If your differentiation is a proprietary dataset that no vendor has access to — clinical trial data, decades of financial transactions, unique sensor readings — fine-tuning on that data creates a capability a vendor cannot replicate.

Data cannot leave your environment

Privacy law (HIPAA, GDPR), contractual obligations, or national security classification may prevent sending data to a vendor API. Self-hosted or fine-tuned models are then the only compliant path.

Vendor performance is insufficient

Run evaluations first. If a general-purpose model after careful prompting and RAG still fails your performance bar on your specific task, fine-tuning on task-specific data is the next step before considering custom builds.

Cost at scale makes APIs prohibitive

API costs are per-token and scale linearly with usage. At high volumes (millions of calls per day), the economics of self-hosted open-weight models can undercut API pricing by 5–10× — but only if you have the MLOps capability to operate them.

Decision Questions Checklist

Run through these questions for any AI capability decision. The answers will position you clearly on the spectrum.

Is this capability a source of competitive differentiation, or is it table stakes?
Does a vendor solution already exist that meets our requirements at 80% or better?
Can our data leave our environment, or does regulation or contract prevent it?
Do we have the internal ML/MLOps talent to build, fine-tune, and maintain this?
What is our time budget? Can we wait 3–6 months for custom development?
What is the usage volume? At what scale does API cost exceed self-hosting cost?
Have we run evals? Has vendor performance been tested against our specific task and data?
What is the vendor lock-in risk if we buy? What does switching cost?

Most Enterprises Blend

The 2025 enterprise pattern is not pure build or pure buy — it is a layered blend. A typical production stack looks like:

Productivity layer (buy): Microsoft 365 Copilot, Salesforce Einstein for standard employee and CRM AI
Application layer (prompt + RAG): Internal tools built on OpenAI, Anthropic, or Google APIs with proprietary data retrieved via RAG
Domain-specialised (fine-tune): Task-specific models fine-tuned on proprietary datasets for highest-value, performance-sensitive applications
Edge or air-gapped (self-host): Open-weight models (Llama, Mistral) self-hosted where data cannot leave the environment

The winning teams test first

The teams that make this decision well are the ones who prototype fast and run real evaluations before committing. Build a quick prototype with a vendor API; run evals on your actual task; only invest in fine-tuning or custom builds when eval results prove they are necessary.
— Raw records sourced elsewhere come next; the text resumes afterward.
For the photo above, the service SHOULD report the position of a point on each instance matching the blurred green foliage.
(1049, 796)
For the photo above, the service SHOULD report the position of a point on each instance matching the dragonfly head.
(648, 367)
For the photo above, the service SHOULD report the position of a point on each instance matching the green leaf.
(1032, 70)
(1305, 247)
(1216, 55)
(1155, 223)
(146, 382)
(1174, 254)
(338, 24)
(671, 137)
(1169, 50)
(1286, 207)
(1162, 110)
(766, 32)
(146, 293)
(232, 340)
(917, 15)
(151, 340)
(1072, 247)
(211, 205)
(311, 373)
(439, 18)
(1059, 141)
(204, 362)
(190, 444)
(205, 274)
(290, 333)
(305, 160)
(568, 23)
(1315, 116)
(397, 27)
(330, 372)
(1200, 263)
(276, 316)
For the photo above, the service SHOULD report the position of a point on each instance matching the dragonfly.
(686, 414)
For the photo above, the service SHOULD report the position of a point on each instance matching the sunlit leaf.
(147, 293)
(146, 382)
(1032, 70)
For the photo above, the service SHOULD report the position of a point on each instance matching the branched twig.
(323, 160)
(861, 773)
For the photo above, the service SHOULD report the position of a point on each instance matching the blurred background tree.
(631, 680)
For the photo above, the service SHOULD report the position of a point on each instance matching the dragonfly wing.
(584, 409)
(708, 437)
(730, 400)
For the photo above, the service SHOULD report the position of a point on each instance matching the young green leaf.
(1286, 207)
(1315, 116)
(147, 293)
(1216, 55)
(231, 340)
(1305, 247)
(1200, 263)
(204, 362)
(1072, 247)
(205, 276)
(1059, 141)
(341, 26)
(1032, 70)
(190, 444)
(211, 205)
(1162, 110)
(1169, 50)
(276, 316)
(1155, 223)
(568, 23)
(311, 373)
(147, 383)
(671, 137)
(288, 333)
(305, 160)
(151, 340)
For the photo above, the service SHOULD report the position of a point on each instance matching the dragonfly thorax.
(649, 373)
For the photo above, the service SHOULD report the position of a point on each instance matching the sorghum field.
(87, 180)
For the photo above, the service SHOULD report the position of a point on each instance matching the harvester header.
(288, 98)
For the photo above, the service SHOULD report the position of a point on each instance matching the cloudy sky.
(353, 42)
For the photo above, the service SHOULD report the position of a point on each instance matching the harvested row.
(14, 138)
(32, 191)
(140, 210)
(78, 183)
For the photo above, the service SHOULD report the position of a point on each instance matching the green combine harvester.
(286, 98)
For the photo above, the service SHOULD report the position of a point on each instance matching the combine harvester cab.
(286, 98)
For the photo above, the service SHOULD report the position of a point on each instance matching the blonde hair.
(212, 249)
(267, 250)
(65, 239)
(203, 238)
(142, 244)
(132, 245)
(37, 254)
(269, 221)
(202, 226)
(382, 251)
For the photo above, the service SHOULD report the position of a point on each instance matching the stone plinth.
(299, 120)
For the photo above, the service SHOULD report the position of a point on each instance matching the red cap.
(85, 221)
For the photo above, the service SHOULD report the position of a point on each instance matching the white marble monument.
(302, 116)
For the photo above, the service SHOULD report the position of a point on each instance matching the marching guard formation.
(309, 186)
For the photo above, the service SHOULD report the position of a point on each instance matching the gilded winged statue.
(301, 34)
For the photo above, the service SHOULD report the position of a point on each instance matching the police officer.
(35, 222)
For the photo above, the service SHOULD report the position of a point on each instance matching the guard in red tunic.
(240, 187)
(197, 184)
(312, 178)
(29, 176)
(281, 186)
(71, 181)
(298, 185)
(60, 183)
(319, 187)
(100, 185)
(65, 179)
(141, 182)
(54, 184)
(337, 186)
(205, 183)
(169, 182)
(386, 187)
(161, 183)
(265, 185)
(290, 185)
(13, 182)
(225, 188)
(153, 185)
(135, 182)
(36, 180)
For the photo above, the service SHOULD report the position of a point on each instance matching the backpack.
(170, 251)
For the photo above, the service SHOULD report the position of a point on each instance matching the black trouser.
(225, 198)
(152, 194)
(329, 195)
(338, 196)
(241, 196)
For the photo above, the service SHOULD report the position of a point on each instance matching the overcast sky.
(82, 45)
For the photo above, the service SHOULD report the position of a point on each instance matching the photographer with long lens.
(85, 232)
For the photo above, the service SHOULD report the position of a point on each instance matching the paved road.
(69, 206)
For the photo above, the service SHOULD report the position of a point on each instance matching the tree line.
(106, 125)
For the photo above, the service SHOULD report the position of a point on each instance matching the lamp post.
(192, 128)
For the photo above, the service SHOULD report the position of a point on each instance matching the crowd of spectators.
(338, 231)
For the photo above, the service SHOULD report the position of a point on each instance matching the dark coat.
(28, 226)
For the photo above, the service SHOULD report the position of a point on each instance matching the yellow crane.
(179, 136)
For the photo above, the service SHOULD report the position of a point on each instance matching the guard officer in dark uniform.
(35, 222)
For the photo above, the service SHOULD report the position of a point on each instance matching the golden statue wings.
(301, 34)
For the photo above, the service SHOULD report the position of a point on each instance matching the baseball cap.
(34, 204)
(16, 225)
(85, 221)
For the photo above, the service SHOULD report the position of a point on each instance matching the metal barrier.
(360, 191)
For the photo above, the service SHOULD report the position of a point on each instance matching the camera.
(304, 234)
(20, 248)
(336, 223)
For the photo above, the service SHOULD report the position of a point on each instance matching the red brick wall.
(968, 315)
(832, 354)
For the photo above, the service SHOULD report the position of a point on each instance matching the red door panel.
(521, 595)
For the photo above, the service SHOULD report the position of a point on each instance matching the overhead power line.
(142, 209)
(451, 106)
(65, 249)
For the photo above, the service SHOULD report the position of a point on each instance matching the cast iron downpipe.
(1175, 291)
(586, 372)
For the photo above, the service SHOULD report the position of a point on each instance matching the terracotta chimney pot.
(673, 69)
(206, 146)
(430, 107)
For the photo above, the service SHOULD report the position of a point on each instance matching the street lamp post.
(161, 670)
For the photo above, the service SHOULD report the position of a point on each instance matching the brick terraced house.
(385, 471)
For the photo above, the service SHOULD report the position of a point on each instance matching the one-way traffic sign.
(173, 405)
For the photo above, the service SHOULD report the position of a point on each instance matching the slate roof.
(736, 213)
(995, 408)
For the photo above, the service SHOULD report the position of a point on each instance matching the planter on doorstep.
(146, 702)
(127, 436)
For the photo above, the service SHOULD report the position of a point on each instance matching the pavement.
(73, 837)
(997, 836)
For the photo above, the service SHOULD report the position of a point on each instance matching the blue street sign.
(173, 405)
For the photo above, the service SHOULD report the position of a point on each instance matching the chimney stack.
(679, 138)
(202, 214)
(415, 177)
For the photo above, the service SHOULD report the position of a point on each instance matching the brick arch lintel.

Checklist: Do You Understand This?

Describe the five positions on the build-vs-buy spectrum and when each is appropriate.
When does data residency or privacy law force a build (or fine-tune) decision?
At what point in the evaluation process should you consider fine-tuning over prompting + RAG?
What is the typical layered blend that most enterprises use in 2025?
Why is evaluation (running real evals on your task and data) essential before committing to any option?
When does API cost at scale make self-hosting an open-weight model economically sensible?